FNArena’s Weekly Insights – July 20 2020
Dear time-poor investor: are share markets egregiously overvalued? Is Biden as President a problem? Can Telstra create value through structural separation?
In this week’s Weekly Insights:
-Forecasts, Not Valuations
-Is Biden A problem?
-Telstra, There Is Another Way
Forecasts, Not Valuations
By Rudi Filapek-Vandyck, Editor FNArena
Once again it has become a popular opinion that share markets are pricing in too much exuberance in light of what the economic recovery story can possibly deliver.
One way to illustrate this year’s euphoria-gripped markets is by measuring the average Price-Earnings (PE) ratio and concluding this year’s swift recovery is off the charts, with PE ratios higher than at any other time in history, beating 1929, 1987, 2000 and 2007.
But is this really the most accurate measure available? Is it even appropriate to guide our views about the status and prospects for equities today?
I beg to differ.
Apples Versus Oranges
Let’s start with the most obvious observation: comparing today’s index valuation with history is not comparing apples with apples.
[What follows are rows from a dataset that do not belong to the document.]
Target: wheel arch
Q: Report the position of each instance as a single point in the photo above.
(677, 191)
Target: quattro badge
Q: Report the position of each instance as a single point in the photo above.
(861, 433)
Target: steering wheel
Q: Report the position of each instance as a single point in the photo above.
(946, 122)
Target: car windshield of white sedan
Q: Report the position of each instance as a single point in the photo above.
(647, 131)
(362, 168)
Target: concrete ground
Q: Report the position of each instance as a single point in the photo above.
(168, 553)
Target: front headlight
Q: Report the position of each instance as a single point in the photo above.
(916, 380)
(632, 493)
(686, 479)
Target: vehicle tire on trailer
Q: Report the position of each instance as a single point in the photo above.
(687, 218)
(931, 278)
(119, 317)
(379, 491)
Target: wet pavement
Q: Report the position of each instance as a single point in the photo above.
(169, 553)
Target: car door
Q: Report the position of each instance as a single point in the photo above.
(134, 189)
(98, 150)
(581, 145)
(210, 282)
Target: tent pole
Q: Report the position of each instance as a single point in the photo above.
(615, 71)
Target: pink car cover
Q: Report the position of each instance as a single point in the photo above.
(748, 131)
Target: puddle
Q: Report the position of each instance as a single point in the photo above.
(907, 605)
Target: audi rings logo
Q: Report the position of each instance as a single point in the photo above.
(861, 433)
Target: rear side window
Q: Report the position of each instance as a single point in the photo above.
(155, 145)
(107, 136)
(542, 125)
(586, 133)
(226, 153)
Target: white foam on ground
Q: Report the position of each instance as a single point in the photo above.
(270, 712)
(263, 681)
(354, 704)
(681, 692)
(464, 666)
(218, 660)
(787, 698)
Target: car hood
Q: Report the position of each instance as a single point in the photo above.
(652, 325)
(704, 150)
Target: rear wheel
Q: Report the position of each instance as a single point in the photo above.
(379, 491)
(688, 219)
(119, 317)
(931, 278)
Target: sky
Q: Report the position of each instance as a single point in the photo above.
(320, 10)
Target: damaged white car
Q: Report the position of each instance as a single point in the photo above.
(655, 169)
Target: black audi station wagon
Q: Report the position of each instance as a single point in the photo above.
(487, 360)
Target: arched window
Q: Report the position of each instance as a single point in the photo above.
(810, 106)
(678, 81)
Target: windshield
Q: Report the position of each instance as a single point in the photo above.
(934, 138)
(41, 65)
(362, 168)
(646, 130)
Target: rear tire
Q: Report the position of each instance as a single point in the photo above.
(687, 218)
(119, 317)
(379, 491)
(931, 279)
Indices change because their composition changes. Back in 1987, the two most important constituents of the ASX200 today -CSL ((CSL)) and CommBank ((CBA))- weren’t even listed yet.
In fact, there was no ASX200. All we can compare with is the All Ordinaries, and that index looked a lot different from its successors today.
Back in 2000 the most important index movers were two listed shares in News Corp. By late 2007, resources were trending towards peak index weight.
In 2020, the largest index constituent is CSL and it always trades at a premium versus the broader market. In depth analysis by analysts at UBS earlier in the year established that having CSL as the top index weight in Australia adds around 100 basis points to the average PE for the ASX200.
News Corp doesn’t even feature anymore…..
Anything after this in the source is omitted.